Khorine commença par se redresser. Il lui fallut du temps, elle joua des coudes malgré la souffrance, pour gagner des pouces de terrain, petit à petit. Elle était à bout de souffle lorsque son dos atteignit le montant du lit. Elle dut se reposer, frustrée mais incapable de faire plus tout de suite…
Ce fut long avant qu'elle ne parvienne à s'asseoir au bord de son lit, les deux mains accrochées au baldaquin. Son souffle était sifflant, tous ses muscles criaient d'agonie. Elle n'avait pas bougé de ce lit depuis plus d'une semaine et les tortures précédentes n'avaient rien arrangé. La jeune femme se reposa. Puis elle fit sa première tentative pour tenir debout. Elle s'effondra aussitôt à genou, sur celui qui la faisait souffrir, et vit trente-six chandelles. Son souffle était coupé. La sorcière eut juste l'énergie de tirer sur son bras valide pour remonter sur son lit et chercher de l'air, haletant lamentablement. Elle s'endormit au cours de l'exercice; plusieurs fois. A vingt heures quand Rogue reparut elle n'avait pas réussi à faire mieux que se tenir debout quelques minutes près de son lit. La jeune sorcière était épuisée. Elle mangea sa bouillie sans rechigner et lutta un instant contre la fatigue tandis que le mangemort lisait tranquillement un vieux grimoire au bureau près de son lit. A un moment Rogue se leva pour changer ses pansements et examiner sa jambe gauche. Elle ne pouvait y prêter attention, trop épuisée. Elle ne réagit pas, Rogue ne dit rien. Elle finit par s'endormir en présence du Mangemort, incapable de résister plus longtemps. Le lendemain Khorine s'entraîna toute la journée, ce ne fut pas suffisant. Elle ne fut en état de tenir debout que le lendemain, avec plusieurs potions de Vitalité.

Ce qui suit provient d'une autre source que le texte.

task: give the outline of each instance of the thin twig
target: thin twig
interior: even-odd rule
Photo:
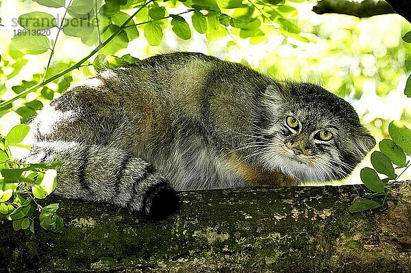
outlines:
[[[47,73],[47,70],[49,70],[49,67],[50,66],[50,64],[51,62],[51,58],[53,57],[53,55],[54,55],[54,49],[55,48],[55,44],[57,44],[57,39],[58,39],[58,36],[60,35],[60,31],[63,29],[64,24],[64,18],[66,18],[66,15],[67,15],[67,12],[68,10],[68,8],[70,7],[70,5],[71,5],[72,1],[73,0],[70,0],[70,2],[68,2],[68,5],[67,5],[67,8],[66,8],[66,11],[64,12],[64,15],[63,15],[63,18],[62,18],[62,22],[60,23],[60,25],[58,27],[58,30],[57,31],[57,34],[55,35],[55,38],[54,39],[54,44],[53,44],[53,48],[51,49],[51,52],[50,53],[50,57],[49,57],[49,62],[47,62],[47,66],[46,66],[46,69],[45,70],[45,73],[43,74],[43,76],[42,77],[42,80],[43,80],[43,81],[46,78],[46,74]]]
[[[99,44],[94,50],[92,50],[92,51],[91,51],[87,56],[84,57],[83,59],[80,60],[79,62],[77,62],[77,63],[75,63],[75,64],[73,64],[73,66],[64,69],[64,70],[54,75],[52,77],[50,77],[49,78],[48,78],[46,80],[43,80],[42,81],[39,82],[38,83],[32,86],[31,88],[26,89],[25,90],[24,90],[23,92],[19,93],[18,94],[17,94],[16,96],[14,96],[14,97],[12,97],[12,99],[3,101],[1,103],[0,103],[0,108],[5,106],[5,105],[8,105],[9,104],[12,103],[13,101],[27,95],[27,94],[30,93],[31,92],[37,90],[38,88],[40,88],[40,87],[42,87],[44,86],[45,86],[46,84],[49,83],[51,81],[54,81],[56,79],[60,78],[60,77],[67,74],[68,73],[78,68],[82,64],[83,64],[83,63],[84,62],[86,62],[86,60],[88,60],[88,59],[90,59],[90,57],[91,57],[92,55],[94,55],[96,53],[97,53],[97,51],[99,51],[100,49],[101,49],[103,47],[105,47],[107,45],[107,44],[108,44],[112,39],[114,38],[114,37],[116,37],[117,36],[117,34],[119,34],[121,31],[123,31],[123,29],[125,28],[125,25],[129,23],[129,22],[130,21],[132,20],[133,17],[134,17],[136,15],[137,15],[137,14],[138,14],[138,12],[140,12],[146,5],[147,5],[150,2],[153,1],[153,0],[149,0],[147,2],[145,3],[141,7],[140,7],[140,8],[136,12],[134,12],[132,16],[130,16],[129,17],[129,18],[127,20],[125,21],[125,22],[124,22],[123,23],[123,25],[121,25],[120,26],[120,27],[119,27],[115,31],[114,33],[113,33],[108,38],[107,38],[107,40],[105,41],[104,41],[103,43]]]

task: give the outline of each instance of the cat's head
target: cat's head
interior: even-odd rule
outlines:
[[[262,157],[300,181],[345,178],[375,145],[353,107],[315,84],[269,86],[264,103],[271,148]]]

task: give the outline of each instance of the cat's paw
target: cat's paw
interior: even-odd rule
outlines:
[[[179,207],[179,200],[175,190],[169,185],[162,185],[155,190],[148,193],[148,206],[145,214],[149,218],[162,219],[175,213]]]
[[[175,213],[179,207],[175,190],[162,176],[151,174],[145,179],[149,185],[143,194],[141,213],[152,219],[164,218]]]

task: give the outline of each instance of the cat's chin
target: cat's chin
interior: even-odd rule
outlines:
[[[270,157],[264,159],[270,168],[279,170],[301,182],[325,182],[329,180],[329,178],[321,175],[315,168],[308,165],[303,158],[297,155],[287,155],[275,159]]]

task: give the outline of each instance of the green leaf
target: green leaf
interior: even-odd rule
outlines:
[[[240,37],[243,39],[249,37],[253,37],[259,36],[261,33],[260,30],[260,26],[261,25],[261,21],[255,18],[247,23],[245,25],[241,27],[240,31]]]
[[[13,190],[8,189],[5,191],[0,190],[0,202],[7,202],[13,195]]]
[[[68,11],[77,14],[86,14],[91,11],[95,0],[92,0],[93,4],[90,4],[90,0],[73,0],[68,9]]]
[[[125,64],[131,64],[139,61],[138,58],[132,56],[130,54],[123,55],[120,59],[121,59]]]
[[[384,182],[379,179],[377,172],[371,168],[364,168],[360,172],[361,181],[370,190],[375,192],[385,192]]]
[[[40,213],[40,225],[45,229],[53,232],[60,232],[64,226],[62,218],[55,213],[58,209],[58,204],[50,204],[44,207]]]
[[[0,135],[5,137],[10,130],[20,124],[20,116],[17,113],[11,111],[0,118]]]
[[[19,231],[21,229],[21,223],[24,219],[18,219],[13,220],[13,229],[14,231]]]
[[[219,21],[221,25],[228,27],[229,25],[229,19],[230,18],[228,15],[222,13],[220,14],[220,18]]]
[[[207,32],[207,18],[200,12],[194,12],[191,16],[191,22],[198,33],[204,34]]]
[[[411,155],[411,130],[399,121],[392,121],[388,125],[388,132],[394,142],[405,153]]]
[[[106,40],[110,36],[113,35],[120,27],[112,25],[105,29],[101,34],[102,40]],[[105,55],[114,55],[121,49],[127,48],[129,42],[129,38],[127,32],[121,30],[105,47],[99,52]]]
[[[29,218],[23,218],[23,222],[21,222],[21,229],[27,229],[30,226],[30,220]]]
[[[50,8],[62,8],[66,5],[66,0],[33,0],[42,5]]]
[[[4,177],[6,181],[18,181],[21,177],[23,170],[21,169],[3,169],[1,170],[1,175]]]
[[[288,14],[288,16],[295,16],[298,14],[298,11],[295,8],[286,5],[277,5],[277,10],[282,14]]]
[[[178,17],[179,18],[173,17],[171,20],[171,29],[177,37],[183,40],[188,40],[191,38],[191,29],[183,17]]]
[[[407,79],[407,83],[406,84],[404,94],[407,96],[408,98],[411,98],[411,75],[409,75],[408,79]]]
[[[219,0],[219,5],[221,8],[231,9],[241,8],[244,5],[242,0]]]
[[[381,205],[374,201],[373,200],[362,200],[349,206],[348,209],[351,213],[354,212],[360,212],[366,211],[371,209],[377,209],[381,207]]]
[[[55,170],[47,170],[42,175],[38,174],[35,185],[32,187],[34,197],[42,199],[50,195],[57,185],[57,172]]]
[[[154,7],[149,10],[149,15],[153,20],[159,20],[166,16],[166,9],[164,7]]]
[[[0,163],[4,163],[8,159],[8,156],[4,151],[0,150]]]
[[[54,96],[54,91],[47,86],[44,86],[41,90],[41,96],[49,101],[51,101]]]
[[[26,29],[47,29],[57,26],[53,15],[41,12],[33,12],[18,17],[18,24]]]
[[[32,232],[32,233],[34,233],[34,221],[31,221],[30,231]]]
[[[158,46],[162,40],[162,29],[156,22],[149,22],[144,26],[144,36],[148,43]]]
[[[25,54],[37,55],[50,49],[50,41],[44,35],[16,35],[11,45]]]
[[[83,37],[90,35],[94,25],[85,19],[73,18],[67,20],[63,27],[63,32],[68,36]]]
[[[219,30],[221,25],[220,23],[220,14],[210,12],[207,14],[207,23],[210,30]]]
[[[17,209],[14,209],[13,212],[8,216],[8,220],[18,220],[25,217],[30,210],[32,209],[32,205],[28,205],[25,207],[18,207]]]
[[[377,151],[373,152],[371,154],[371,164],[374,169],[380,174],[385,174],[392,179],[395,177],[395,172],[391,160],[384,153]]]
[[[116,2],[106,2],[100,8],[99,13],[105,17],[112,17],[120,12],[120,5]]]
[[[25,124],[14,126],[5,137],[7,146],[16,146],[21,143],[30,131],[30,127]]]
[[[406,154],[401,147],[393,140],[384,138],[378,144],[379,150],[390,158],[390,160],[397,166],[406,165]]]
[[[92,62],[92,66],[97,72],[103,71],[108,68],[108,61],[104,54],[99,54]]]
[[[403,40],[406,42],[411,43],[411,31],[408,31],[403,36]]]
[[[112,22],[114,25],[118,25],[120,27],[121,25],[124,23],[128,18],[129,18],[129,15],[128,15],[125,12],[119,12],[115,16],[112,17]],[[127,36],[128,37],[129,41],[133,40],[140,36],[138,33],[138,30],[137,29],[137,27],[134,25],[134,21],[132,20],[129,22],[124,30],[127,33]]]
[[[294,23],[292,21],[286,19],[284,18],[279,18],[278,22],[282,27],[287,31],[294,34],[299,34],[301,31],[301,29],[298,25]]]
[[[10,206],[11,206],[11,205],[9,205]],[[5,205],[5,203],[0,203],[0,213],[1,214],[8,214],[10,212],[12,212],[13,211],[14,207],[13,206],[12,206],[12,209],[10,209],[9,205]]]
[[[192,3],[198,6],[208,8],[215,12],[220,11],[219,5],[215,0],[192,0]]]

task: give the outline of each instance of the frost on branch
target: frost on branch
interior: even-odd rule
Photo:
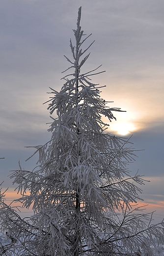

-Tenez-vous; soupira Rogue en avançant son bras.
Khorine hésita de longues secondes avant d'accepter. Elle aurait été pitoyable à s'accrocher aux murs et elle aurait pu ne jamais atteindre le bureau directorial. La Gryffondor était blafarde mais en vie lorsqu'elle atteignit le siège de Dumbledore, ancien siège. Le portait du vieux sorcier ne représentait que sa caisse de bonbons au citron, ce dernier n'était pas là, comme s'il refusait de rester dans la même pièce que son meurtrier. Comment osait-il se tenir ici? Dès qu'elle n'en eut plus besoin elle lâcha le bras du mangemort. Ses cheveux gras et sa peau cireuse luisaient à la lumière du soleil, la pièce était brillamment éclairée, il l'observait avec une étrange fixité.
-Je vous laisserai une heure avec votre professeur, pas une minute de plus… faîtes en bon usage.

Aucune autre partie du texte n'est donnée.